DOC n° 56 : Pierre FRESNAULT-DERUELLE, Petite iconographie des images peintes, 2000.
"avec des airs de
nonchalance et des mouvements d'aile"
Paul Verlaine
L'homme s'est avance vers nous, sans que nous sachions s'il est en représentation - on veut dire confronté à un public - ou si c'est à lui-même que ce personnage cherche a donner le change. Est-il venu s'exhiber ou, au contraire, s'apprête-t-il a prendre congé ? Triste, à tout le moins morne, alors que tout dans sa mise dit le divertissement, l'Indifférent évolue-t-il sur une scène ou sur un théâtre de verdure ? Son costume est-il celui des Comédiens Italiens que Watteau aima tant peindre ? Ou bien s'agit-il d'un jeune aristocrate, travesti pour quelque fête galante et qui, saisi au creux de sa propre vacance, cherche à tuer le temps ? Questions sans réponse. Nous ne saurons rien, non plus, de la nature du moment où se situe la pose de l'homme : sommes-nous au mitan d'une situation narrative (théâtrale), ou, à l'opposite, face à une sorte de figement supérieur, intransitif, retenu pour lui-même ?
Le format de l'œuvre, son titre (avec son article défini = L' Indifférent), ainsi que la disposition de l'homme nous fournissent cependant quelques fragiles indices. Les dimensions du tableau et l'aspect ostentatoire de la posture du gandin font de cette peinture une quasi-planche, comme la spécification d'un type social (en l'occurrence, cantonné aux marges d'une époque revenue de tout, et qui annonce peut-être le Roué de la Régence). Révélatrice, à cet égard, est la disposition de l'Indifférent. Epinglé au centre du subjectile, alors qu'ailes déployées dans ses plus beaux atours il vaguait, l'homme a cessé soudain de papillonner. Balançant entre côté cour et côté jardin où, si l'on préfère, entre engagement et désengagement, l'Indifférent fait profession de ne se piquer de rien. Cette non-affectation du regard, le rétablissement du corps, par la diagonale incurvée des bras, suite a une pirouette effectuée sur les talons, désignent l'attitude de qui s'est mis en tête de traverser son époque en équilibriste. De fait, l'Indifférent n'est que la somme nulle de tensions contraires. Tiraillée entre le désir (sa féminité apparente est démentie par la bosse boursouflant la culotte de soie) et la nostalgie (chez Watteau la lumière est crépusculaire), cette figure, un rien lunaire (et qui annonce d'autres Pierrots), cherche a tirer son épingle du jeu.
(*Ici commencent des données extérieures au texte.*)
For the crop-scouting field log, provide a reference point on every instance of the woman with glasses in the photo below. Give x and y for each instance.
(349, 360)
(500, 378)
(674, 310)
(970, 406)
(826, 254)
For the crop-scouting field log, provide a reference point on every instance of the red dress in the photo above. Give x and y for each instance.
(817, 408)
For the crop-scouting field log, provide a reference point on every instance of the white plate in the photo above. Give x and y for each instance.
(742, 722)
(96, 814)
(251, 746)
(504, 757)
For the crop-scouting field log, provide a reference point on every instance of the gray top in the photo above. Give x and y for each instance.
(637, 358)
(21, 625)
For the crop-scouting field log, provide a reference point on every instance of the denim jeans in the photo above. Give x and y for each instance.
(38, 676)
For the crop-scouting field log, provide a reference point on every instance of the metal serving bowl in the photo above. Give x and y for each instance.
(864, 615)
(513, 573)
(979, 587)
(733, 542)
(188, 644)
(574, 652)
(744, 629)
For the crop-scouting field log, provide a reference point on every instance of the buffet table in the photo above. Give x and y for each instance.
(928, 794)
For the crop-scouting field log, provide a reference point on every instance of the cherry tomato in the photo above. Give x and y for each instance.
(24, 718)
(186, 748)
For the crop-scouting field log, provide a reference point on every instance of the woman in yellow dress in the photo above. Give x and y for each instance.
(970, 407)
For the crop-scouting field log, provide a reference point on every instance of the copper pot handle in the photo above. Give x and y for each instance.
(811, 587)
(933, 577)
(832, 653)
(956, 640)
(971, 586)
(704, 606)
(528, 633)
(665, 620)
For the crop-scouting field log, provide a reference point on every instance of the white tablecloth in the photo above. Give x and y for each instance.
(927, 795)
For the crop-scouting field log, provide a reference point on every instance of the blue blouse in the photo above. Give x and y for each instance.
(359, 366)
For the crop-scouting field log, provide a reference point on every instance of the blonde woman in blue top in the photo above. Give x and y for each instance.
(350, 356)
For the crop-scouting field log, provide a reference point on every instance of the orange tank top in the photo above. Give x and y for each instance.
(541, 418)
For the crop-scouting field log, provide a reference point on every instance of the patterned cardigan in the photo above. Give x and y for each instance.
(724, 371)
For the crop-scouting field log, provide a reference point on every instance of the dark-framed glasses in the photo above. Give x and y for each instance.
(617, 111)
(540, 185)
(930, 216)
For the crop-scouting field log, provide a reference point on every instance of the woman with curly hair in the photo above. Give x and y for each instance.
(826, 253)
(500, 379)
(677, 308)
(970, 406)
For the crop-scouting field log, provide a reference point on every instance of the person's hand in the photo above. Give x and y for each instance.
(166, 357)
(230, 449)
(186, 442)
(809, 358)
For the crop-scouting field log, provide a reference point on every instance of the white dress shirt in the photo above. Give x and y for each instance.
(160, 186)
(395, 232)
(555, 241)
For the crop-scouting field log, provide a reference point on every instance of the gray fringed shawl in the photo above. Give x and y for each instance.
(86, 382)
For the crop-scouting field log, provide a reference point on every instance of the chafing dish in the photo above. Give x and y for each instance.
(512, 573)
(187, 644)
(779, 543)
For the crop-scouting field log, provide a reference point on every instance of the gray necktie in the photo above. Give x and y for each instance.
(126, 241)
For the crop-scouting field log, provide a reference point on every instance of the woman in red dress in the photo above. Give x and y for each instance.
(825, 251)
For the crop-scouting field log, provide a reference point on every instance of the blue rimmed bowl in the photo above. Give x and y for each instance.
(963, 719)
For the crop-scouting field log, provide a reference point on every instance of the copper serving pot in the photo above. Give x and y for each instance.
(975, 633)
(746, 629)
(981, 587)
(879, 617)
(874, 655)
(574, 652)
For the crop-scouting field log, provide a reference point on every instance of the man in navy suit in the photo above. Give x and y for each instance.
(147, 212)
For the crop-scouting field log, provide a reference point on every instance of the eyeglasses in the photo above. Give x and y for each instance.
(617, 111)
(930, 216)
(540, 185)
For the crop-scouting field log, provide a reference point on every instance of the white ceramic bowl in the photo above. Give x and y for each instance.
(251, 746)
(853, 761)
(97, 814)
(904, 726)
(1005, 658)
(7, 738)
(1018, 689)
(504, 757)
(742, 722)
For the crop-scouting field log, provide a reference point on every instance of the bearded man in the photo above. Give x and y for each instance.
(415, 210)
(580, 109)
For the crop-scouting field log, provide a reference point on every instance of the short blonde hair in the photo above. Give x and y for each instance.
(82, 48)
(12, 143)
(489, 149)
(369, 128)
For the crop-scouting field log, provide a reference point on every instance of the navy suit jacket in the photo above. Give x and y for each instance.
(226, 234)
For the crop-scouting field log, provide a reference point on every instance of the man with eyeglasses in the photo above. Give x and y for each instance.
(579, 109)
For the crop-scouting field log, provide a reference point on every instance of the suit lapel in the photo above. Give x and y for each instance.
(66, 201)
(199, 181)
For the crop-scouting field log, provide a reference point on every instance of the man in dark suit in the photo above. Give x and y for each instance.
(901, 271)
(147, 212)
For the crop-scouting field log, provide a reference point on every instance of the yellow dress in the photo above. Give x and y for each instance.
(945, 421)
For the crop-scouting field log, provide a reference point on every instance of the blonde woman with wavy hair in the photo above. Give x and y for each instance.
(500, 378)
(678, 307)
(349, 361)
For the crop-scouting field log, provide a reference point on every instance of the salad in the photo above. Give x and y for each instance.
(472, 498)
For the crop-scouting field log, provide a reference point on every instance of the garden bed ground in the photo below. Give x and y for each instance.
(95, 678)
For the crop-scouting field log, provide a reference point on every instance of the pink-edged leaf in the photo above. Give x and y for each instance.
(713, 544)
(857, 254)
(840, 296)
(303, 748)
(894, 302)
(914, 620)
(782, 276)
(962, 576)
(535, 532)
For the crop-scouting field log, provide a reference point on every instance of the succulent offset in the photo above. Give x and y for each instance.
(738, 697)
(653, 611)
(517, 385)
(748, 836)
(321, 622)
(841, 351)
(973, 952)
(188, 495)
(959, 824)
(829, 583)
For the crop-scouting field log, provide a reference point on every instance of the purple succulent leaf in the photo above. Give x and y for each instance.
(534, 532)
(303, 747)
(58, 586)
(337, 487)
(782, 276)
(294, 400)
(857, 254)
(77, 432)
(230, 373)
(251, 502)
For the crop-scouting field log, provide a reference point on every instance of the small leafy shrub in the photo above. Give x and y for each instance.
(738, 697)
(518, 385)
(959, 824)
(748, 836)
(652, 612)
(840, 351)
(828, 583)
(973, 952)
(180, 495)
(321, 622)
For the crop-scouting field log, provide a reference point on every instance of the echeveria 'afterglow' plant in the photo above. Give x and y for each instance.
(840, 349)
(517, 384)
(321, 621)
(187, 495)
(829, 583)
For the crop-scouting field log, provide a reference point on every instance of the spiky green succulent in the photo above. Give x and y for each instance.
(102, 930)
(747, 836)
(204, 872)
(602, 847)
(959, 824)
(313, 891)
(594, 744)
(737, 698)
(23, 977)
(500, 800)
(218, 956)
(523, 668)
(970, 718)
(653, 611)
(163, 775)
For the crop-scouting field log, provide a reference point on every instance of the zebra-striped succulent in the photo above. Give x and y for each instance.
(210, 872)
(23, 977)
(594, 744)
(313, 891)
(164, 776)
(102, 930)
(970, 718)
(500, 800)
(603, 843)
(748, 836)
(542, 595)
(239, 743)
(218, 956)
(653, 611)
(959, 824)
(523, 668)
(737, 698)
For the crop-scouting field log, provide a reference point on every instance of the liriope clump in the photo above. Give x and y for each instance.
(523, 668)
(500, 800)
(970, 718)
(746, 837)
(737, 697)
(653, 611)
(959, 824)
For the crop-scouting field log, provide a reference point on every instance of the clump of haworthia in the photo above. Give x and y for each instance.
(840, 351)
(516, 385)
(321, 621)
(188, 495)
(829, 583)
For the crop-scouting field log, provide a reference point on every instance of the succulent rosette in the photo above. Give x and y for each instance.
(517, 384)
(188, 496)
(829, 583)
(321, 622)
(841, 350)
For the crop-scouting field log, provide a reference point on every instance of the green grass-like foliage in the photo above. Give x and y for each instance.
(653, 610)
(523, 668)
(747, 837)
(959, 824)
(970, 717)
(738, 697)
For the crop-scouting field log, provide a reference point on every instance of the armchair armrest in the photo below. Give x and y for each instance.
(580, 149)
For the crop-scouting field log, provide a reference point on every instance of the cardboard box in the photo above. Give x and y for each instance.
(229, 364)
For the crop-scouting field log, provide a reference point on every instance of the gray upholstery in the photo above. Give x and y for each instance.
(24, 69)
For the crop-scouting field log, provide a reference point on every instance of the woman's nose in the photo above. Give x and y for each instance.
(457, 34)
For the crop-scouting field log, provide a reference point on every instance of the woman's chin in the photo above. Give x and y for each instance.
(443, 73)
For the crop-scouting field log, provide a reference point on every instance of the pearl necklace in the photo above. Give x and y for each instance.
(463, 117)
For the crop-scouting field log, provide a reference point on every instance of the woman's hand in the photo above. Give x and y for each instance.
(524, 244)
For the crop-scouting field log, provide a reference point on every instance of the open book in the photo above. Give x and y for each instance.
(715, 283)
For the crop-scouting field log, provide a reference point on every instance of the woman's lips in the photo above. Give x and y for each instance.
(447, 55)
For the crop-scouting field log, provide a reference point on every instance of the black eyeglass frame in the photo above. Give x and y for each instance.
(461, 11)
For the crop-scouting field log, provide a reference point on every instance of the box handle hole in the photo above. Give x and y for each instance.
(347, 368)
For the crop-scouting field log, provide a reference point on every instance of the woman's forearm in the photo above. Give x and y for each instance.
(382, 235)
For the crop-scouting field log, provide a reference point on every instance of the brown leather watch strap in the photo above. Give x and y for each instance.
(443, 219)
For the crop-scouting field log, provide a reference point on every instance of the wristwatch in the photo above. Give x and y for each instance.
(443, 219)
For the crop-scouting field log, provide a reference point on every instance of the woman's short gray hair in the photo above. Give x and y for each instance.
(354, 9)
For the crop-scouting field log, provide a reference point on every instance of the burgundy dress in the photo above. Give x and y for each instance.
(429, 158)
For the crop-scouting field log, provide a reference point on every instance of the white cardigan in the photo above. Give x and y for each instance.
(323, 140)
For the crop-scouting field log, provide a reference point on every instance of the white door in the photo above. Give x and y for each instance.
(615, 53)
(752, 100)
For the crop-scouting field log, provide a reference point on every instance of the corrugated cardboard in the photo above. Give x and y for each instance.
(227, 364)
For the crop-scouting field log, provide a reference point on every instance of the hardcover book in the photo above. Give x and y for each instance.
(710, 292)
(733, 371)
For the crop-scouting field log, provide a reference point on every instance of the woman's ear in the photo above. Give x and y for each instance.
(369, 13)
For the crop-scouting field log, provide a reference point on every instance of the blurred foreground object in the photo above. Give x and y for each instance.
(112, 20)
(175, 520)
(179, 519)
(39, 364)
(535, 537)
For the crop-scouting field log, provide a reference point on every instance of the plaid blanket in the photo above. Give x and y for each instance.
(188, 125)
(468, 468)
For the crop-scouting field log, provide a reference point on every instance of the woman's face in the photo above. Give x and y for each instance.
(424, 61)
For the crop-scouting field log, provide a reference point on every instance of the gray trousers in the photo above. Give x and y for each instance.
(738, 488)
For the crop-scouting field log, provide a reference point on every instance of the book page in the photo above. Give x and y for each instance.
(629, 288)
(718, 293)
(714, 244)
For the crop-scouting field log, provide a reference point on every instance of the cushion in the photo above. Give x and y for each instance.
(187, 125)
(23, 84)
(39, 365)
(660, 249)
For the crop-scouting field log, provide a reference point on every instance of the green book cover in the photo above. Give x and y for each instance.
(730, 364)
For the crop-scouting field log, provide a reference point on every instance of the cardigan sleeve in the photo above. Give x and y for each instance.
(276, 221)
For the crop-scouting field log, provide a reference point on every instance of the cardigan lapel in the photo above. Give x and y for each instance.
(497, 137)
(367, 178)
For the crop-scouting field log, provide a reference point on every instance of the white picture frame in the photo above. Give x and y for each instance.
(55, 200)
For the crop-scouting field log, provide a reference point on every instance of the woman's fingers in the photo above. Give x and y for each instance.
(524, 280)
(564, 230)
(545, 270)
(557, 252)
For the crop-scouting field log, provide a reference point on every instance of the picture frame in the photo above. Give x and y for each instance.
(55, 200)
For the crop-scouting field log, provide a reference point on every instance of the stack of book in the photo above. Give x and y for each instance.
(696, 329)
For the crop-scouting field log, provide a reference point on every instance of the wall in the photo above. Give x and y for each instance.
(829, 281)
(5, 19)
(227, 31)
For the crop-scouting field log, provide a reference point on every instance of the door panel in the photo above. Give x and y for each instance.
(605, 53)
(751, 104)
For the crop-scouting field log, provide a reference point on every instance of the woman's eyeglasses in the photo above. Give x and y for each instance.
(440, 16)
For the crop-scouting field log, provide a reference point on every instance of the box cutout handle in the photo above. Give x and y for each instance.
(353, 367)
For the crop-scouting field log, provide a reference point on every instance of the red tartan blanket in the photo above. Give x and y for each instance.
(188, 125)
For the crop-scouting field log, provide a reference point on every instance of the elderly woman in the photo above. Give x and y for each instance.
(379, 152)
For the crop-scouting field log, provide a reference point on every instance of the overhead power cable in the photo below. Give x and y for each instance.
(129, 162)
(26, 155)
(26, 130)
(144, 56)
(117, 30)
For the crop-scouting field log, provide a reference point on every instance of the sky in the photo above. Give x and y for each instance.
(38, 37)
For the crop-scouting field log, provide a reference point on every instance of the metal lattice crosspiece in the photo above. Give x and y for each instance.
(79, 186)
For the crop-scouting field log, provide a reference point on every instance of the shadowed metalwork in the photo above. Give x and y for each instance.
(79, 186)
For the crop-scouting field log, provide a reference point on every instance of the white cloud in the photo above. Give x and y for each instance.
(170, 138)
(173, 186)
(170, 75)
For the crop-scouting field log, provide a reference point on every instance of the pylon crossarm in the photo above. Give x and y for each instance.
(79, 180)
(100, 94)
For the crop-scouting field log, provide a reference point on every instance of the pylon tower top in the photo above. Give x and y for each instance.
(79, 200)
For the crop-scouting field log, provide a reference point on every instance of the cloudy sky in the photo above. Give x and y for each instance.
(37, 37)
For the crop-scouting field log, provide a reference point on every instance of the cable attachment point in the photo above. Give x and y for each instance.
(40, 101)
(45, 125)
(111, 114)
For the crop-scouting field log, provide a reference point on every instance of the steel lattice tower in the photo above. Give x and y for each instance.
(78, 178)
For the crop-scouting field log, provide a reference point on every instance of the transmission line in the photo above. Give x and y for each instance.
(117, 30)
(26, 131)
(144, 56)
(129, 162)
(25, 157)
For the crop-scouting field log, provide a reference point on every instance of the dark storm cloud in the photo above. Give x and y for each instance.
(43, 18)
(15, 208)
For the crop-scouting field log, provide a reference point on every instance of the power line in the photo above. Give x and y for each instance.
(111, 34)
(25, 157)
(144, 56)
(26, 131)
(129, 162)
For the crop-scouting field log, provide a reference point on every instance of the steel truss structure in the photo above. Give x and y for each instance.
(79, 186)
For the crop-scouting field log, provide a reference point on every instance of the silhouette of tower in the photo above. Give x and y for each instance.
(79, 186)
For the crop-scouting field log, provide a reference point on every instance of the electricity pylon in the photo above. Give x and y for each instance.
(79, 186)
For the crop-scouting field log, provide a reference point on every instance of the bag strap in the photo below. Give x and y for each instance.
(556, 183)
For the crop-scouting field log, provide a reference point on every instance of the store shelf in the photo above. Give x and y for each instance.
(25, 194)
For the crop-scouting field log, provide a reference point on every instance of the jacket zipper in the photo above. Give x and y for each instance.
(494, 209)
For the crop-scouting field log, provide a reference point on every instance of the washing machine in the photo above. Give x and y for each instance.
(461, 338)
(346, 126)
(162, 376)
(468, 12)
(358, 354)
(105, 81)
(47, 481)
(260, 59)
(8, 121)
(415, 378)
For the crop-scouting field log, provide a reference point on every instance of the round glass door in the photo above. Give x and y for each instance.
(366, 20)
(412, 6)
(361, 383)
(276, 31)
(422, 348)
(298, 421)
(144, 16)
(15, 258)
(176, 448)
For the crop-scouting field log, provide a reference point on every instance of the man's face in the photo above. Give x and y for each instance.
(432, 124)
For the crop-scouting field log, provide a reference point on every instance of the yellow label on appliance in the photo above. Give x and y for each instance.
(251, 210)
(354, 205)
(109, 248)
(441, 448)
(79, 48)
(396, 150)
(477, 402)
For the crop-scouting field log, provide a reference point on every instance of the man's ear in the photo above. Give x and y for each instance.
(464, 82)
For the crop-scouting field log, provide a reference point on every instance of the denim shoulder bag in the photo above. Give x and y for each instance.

Le sentiment est là, sans doute, pour la première fois dans la peinture : on veut dire que l'artiste ne sert plus un propos étranger à lui-même, n'est au service d'aucune iconographie collective (mythe, religion, pouvoir). Le sujet du tableau compte à peine, qui n'est que le prétexte pour traduire à la fois les regrets et les vaines attentes d'une âme vacante précocement désabusée. Le romantisme s'annonce. Paradoxalement, ce désenchantement nous enchante.
La fête, qui se signifie par une certaine fantaisie dans le costume (chapeau et soulier fleuris, fraise, cape) se voit ici subtilement dépossédée de son caractère, en ce sens que l'habit se conjugue avec les tons de l'automne naissant. Assignés aux pièces nettement circonscrites du vêtement, le rouge et le vert forment, en effet, l'étroit registre chromatique entre les limites duquel se décline, au second plan, la progressive perte de substance du feuillage : le rouge/brun qui gagne n'est-il pas l'indice d'une dévitalisation de la nature ? En bref, L'lndifférent arbore les teintes d'une arrière-saison autant que celles d'une époque. Mixte de couleurs complémentaires où l'entre-deux, une nouvelle fois, se manifeste. Ce décor, qui pourrait être celui de la pastorale (tradition venant de la fin du Moyen âge via la Renaissance), se caractérise ici par la disparition des "fabriques"1. A ce sujet, René Huyghe disait de Watteau : "Tout le décor planté par la raison classique pour nous protéger des mystères et du trouble de la vie sensible s'effondre : les architectures impassibles et rigides font place désormais aux frondaisons ombreuses, aux sous-bois indistincts. Le dogme des vérités éternelles s'efface devant la fuite des heures"2.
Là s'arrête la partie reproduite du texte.